Speed Tests v2.64 vs V3.03 (3060 vs 3080)...Slow v3.03

So I done some speed tests and V3.03 still seems extremely slow.
File: exact 2 min file, same settings for all scenarios
System: i9 9900k, 32gb ram (3060 12gb and 3080 12gb) Swapped and rebooted before each test.
v2.64 on 3060: 6 mins 31 secs
v3.03 on 3060: 7 mins 53 secs
v.2.64 on 3080: 4 mins 50 secs
v3.03 on 3080: 6 mins 34 secs

So what’s going on with v3.xx, as a 3060 on v2.64 is faster than a 3080 on v3.03, even though the 3080 has 2.5 times the amount of cuda cores, which I was lead to believe VEAI uses?

There is one report of better speeds in the main 3.0.3 release thread. They did not say what model or input output resolution so it was not helpful to me.
From my own testing I tried a 720x480 4:3 AR source to 1920x1080 square pixels with black borders added using Artemis High Quality. PNG output.
I set the speed to display in fps.
Using a Ryzen 5900X and an RTX 3080ti it was running at 4.3 fps.

When I manually change the ffmpeg command to veai_up=model=ahq-12:scale=2.25 instead of veai_up=model=ahq-12:scale=0, it runs at about 14 fps and looks better.
I did not double check with 3.0.3, but with 3.0.1 it was the same speed as 2.6.4.

Not all models are effected by changing the scale like that.

(I did not bother to update my video card drivers, so maybe I ought to do that.)

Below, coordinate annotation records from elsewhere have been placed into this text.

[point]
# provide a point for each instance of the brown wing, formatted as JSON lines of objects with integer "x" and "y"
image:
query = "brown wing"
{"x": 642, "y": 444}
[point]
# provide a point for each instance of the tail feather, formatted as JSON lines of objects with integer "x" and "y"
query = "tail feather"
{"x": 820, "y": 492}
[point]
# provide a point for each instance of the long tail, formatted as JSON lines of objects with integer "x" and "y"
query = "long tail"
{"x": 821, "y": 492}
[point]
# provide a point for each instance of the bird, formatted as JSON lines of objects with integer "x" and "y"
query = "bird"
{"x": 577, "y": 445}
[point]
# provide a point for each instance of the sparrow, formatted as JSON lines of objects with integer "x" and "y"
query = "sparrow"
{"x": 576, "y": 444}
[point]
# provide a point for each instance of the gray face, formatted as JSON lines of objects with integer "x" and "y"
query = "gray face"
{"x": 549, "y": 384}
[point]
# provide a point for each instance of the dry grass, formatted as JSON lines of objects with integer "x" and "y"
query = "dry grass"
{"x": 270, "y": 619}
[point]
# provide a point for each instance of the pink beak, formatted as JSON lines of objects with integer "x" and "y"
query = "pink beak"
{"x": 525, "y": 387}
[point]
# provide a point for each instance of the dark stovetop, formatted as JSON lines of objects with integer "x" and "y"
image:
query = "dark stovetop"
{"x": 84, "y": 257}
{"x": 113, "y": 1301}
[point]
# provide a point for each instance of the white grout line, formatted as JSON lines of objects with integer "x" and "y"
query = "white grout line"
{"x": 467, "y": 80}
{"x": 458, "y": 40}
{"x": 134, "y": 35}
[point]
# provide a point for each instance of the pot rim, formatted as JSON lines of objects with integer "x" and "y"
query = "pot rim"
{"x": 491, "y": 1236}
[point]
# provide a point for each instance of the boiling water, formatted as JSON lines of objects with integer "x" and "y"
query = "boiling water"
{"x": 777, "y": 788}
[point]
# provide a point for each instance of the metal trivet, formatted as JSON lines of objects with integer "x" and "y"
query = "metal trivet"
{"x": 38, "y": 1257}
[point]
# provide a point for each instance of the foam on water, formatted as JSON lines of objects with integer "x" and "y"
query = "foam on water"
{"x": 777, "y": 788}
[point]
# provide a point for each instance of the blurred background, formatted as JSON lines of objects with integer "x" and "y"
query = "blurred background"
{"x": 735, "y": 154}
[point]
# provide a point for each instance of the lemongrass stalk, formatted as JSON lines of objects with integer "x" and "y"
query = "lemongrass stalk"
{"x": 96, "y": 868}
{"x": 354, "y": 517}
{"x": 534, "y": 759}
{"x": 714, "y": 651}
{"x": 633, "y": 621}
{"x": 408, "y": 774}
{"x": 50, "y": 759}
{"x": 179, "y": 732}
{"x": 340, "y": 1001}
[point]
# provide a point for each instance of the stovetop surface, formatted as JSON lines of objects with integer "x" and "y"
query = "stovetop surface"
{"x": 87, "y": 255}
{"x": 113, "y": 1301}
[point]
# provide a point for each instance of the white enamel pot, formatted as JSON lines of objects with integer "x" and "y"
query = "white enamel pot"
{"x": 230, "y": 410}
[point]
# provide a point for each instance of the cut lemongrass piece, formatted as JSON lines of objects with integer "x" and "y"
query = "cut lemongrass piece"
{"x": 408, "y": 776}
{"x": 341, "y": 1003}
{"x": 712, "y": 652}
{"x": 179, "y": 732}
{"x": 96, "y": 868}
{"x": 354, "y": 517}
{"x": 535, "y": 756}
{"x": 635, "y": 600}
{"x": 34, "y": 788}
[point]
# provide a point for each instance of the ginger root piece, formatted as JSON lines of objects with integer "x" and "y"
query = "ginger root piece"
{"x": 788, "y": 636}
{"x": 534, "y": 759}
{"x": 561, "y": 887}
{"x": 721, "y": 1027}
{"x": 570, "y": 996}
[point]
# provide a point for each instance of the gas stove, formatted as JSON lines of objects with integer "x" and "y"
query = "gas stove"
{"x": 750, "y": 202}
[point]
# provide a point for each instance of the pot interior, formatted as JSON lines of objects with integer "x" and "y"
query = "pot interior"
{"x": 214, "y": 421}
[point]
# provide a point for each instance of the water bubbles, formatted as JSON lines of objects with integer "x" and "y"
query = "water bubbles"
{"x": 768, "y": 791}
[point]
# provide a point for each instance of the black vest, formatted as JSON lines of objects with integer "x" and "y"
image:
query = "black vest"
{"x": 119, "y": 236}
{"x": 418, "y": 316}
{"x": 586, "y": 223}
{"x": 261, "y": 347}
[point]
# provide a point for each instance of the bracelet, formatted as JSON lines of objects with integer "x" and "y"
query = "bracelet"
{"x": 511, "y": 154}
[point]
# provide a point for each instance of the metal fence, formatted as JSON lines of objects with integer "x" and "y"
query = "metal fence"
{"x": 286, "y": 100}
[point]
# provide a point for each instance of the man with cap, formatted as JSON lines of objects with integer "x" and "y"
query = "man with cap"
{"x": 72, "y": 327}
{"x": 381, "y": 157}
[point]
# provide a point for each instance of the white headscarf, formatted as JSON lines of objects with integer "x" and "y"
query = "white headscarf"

Not sure about those commands but somewhere around a scale of 240% Veai switches from a 2x model to a 4x model. Some 4x models will do alot of weird interpolation depending on how the source looks. Sometimes the 4x model is much cleaner, sometimes it’s weird looking. I mostly use Gaia for non-interlaced stuff. Alot of times I will use 250% scale just to activate the 4x model. Usually once the 4x model comes kicks in the frame times get much longer.